On 08/03/14 02:48, Bartosz Dziewoński wrote:
> On Fri, 07 Mar 2014 16:27:53 +0100, Antoine Musso <hashar+...@free.fr>
> wrote:
> 
>> So a single -1 should prevent a change from being submitted until that
>> -1 is lifted by addressing the person concern(s) or correcting him/her
>> or whatever.
> 
> Note that such a rule never been followed by anyone, including by
> various WMF teams. You can easily find numerous examples, even if
> these searches are limited to only changesets where the -1 stuck on
> the last patchset.
> 
> https://gerrit.wikimedia.org/r/#/q/is:merged+label:Code-Review-1,n,z
> (this search seems to hang forever)
> https://gerrit.wikimedia.org/r/#/q/is:merged+label:Code-Review-1+project:mediawiki/core,n,z

I wouldn't go so far as to say nothing with a -1 should ever be
merged. I think objections should be resolved when the objecting party
is actively involved and competent, and when the objection is substantial.

That is to say, if someone drops a -1 on a change, but despite their
objections being answered in a subsequent comment or patchset, they
have no further involvement, then the change can be merged after some
time has elapsed.

And if someone complains about some minor creative element, such as
whitespace, function naming, comment punctuation, etc., then that can
be resolved without requiring consensus, e.g. by simple majority or by
respecting the decision of the original author.

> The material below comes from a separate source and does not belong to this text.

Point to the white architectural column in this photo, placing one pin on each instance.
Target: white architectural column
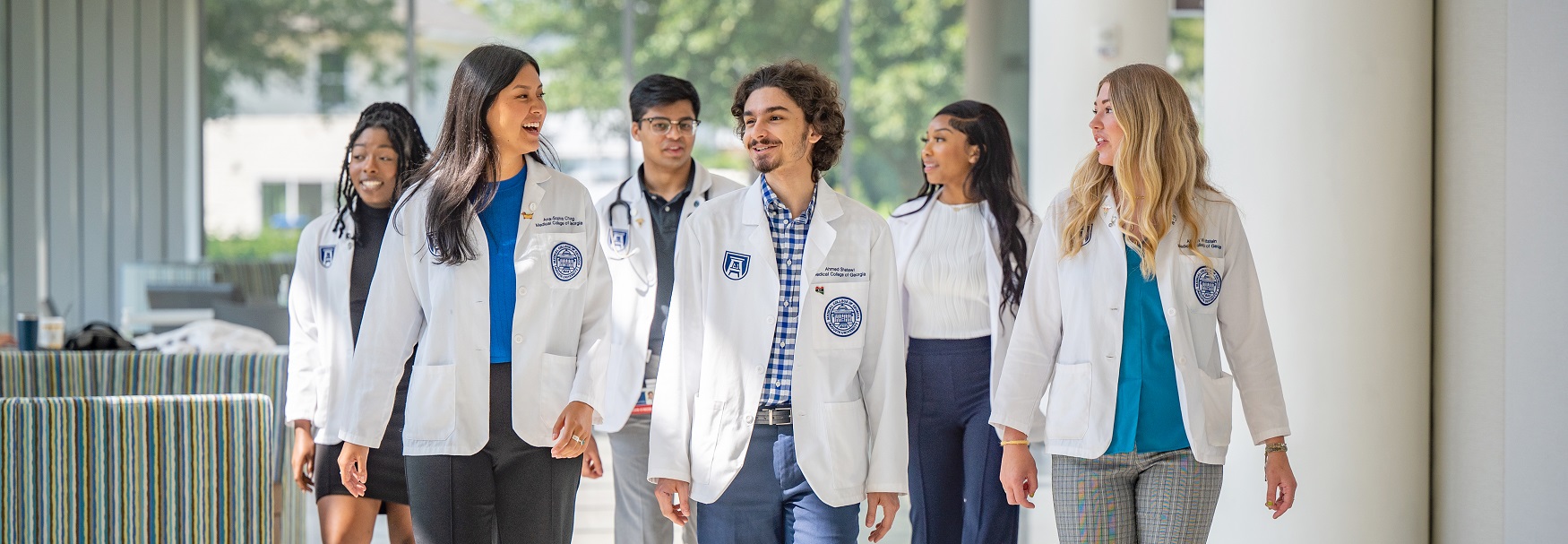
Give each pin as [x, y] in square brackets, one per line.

Or if someone is commenting outside their field of expertise, and
their objections are wrong by widely-accepted matter of fact, those
objections can be ignored.

But if someone is saying that the entire change is a bad idea, and has
some solid reason for saying that, and has renewed their objection as
appropriate, then I think that needs to be resolved by further discussion.